I hate to use mod_php, but is there any other way to run squirrelmail? Or is there an alternative to Squirrelmail that does not use php?

----------

## xcham

Why not install php as a CGI application, i.e. an interpreter executable?

Might not work well for your purposes but it may be worth looking into.

----------

## ixion

that's interesting, but doesn't CGI present worlds more of security problems?? This is intrigueing, though.. has it ever worked with Squirrelmail?

----------

## paradox508

i dont see why it wouldn't work with squirelmail. the main difference between using mod_php and a cgi php interpreter is that with the cgi interpreter there is an extra step involved. the page is requested, the cgi php interpreter parses the code and passes the html to apache. instead of apache using a modual to parse the code itself. the use of cgi interpreters for php is being phased out almost completely now. it is a serious security risk when compared to mod_php.

anyway, network security is an artform and it is pretty much impossible to completely lock down a machine 100%. if someone wants to get in bad enough and they are skilled enough, they will eventually succeed. 

if you are running apache chrooted, then you really dont have to worrie about people doing to much to your machine. the worst they could do is screw up apache. the only time i have heard of people breaking out of a chroot jail is if they have access to system binaries. if you chroot properly you shouldnt have any system binaries in the new root.

im no expert on this but i presume most attempted hacks on home servers are from reletively new hackers who are looking for some fun. i doubt anyone who has any substantial skill would be wasting thier time on a home webserver.

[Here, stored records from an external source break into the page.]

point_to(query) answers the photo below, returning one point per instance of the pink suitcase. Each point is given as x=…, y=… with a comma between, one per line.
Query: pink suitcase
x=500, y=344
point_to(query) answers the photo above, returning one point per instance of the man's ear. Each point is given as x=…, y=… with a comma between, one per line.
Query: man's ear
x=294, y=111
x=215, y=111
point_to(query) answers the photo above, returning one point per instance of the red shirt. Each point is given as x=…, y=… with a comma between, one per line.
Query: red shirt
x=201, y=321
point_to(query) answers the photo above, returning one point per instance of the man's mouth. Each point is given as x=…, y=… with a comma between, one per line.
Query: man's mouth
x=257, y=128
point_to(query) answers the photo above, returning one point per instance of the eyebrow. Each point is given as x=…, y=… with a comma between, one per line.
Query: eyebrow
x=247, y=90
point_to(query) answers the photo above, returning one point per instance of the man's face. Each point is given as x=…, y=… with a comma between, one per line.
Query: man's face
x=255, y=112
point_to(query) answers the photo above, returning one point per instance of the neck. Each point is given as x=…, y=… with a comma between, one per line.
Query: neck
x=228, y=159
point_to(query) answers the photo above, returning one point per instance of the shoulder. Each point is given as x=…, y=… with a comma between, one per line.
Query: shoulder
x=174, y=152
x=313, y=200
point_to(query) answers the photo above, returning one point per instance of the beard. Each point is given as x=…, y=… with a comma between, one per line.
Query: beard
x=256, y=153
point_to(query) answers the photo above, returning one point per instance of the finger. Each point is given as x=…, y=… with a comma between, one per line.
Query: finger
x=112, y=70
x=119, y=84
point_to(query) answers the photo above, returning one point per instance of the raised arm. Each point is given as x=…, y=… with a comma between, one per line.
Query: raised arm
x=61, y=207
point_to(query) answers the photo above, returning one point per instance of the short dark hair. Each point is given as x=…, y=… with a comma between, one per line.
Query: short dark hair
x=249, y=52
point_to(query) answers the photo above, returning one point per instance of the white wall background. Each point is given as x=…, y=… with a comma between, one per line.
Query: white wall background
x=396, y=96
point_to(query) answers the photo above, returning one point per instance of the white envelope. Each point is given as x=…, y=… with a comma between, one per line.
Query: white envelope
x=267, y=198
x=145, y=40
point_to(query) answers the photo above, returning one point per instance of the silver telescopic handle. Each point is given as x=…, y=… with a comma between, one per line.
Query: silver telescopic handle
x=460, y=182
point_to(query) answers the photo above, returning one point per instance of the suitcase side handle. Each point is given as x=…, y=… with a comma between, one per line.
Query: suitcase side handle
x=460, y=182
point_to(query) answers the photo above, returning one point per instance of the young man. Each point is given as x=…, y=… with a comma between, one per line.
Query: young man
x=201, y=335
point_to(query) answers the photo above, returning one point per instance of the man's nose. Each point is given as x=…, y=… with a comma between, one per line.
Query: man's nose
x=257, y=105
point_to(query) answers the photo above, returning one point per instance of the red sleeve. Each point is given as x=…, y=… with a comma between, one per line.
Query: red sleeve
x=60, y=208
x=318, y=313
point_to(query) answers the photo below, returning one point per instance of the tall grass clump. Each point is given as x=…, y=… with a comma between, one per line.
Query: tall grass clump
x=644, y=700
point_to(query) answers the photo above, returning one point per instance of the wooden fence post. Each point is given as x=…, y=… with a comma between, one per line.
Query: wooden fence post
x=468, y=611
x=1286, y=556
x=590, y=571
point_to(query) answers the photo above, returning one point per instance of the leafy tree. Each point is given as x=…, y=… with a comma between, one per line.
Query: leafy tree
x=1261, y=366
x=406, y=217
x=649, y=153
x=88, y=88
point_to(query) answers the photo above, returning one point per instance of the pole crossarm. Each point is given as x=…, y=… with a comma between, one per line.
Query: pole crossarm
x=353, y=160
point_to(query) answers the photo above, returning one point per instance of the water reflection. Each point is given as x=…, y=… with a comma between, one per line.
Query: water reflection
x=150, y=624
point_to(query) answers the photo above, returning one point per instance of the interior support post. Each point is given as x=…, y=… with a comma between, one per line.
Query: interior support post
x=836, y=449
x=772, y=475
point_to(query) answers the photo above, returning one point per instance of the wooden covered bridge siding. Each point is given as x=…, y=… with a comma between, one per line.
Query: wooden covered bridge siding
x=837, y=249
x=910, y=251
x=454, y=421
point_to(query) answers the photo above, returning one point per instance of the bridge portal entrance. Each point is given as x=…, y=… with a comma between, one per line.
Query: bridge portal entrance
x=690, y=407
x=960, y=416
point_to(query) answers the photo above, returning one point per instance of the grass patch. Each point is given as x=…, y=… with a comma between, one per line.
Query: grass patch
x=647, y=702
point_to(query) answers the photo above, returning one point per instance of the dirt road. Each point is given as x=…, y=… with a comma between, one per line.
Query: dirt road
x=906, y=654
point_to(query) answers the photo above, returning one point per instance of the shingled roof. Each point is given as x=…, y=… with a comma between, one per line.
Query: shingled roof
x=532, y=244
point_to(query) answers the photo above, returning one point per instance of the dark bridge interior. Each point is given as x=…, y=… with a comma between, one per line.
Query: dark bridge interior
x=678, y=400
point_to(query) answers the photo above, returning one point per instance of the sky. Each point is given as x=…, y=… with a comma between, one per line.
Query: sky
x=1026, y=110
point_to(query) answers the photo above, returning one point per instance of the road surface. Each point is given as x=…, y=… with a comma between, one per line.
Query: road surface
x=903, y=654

i think a good firewall and a chrooted apache should be all you would need. esp if you are using an obscure portnumber.

'Dox

----------

## paradox508

i dont see why it wouldn't work with squirelmail. the main difference between using mod_php and a cgi php interpreter is that with the cgi interpreter there is an extra step involved. the page is requested, the cgi php interpreter parses the code and passes the html to apache. instead of apache using a modual to parse the code itself. the use of cgi interpreters for php is being phased out almost completely now. it is a serious security risk when compared to mod_php.

anyway, network security is an artform and it is pretty much impossible to completely lock down a machine 100%. if someone wants to get in bad enough and they are skilled enough, they will eventually succeed. 

if you are running apache chrooted, then you really dont have to worrie about people doing to much to your machine. the worst they could do is screw up apache. the only time i have heard of people breaking out of a chroot jail is if they have access to system binaries. if you chroot properly you shouldnt have any system binaries in the new root.

im no expert on this but i presume most attempted hacks on home servers are from reletively new hackers who are looking for some fun. i doubt anyone who has any substantial skill would be wasting thier time on a home webserver.

i think a good firewall and a chrooted apache should be all you would need. esp if you are using an obscure portnumber.

'Dox

----------

## ixion

that is very reassuring to hear.. thank you for your advice!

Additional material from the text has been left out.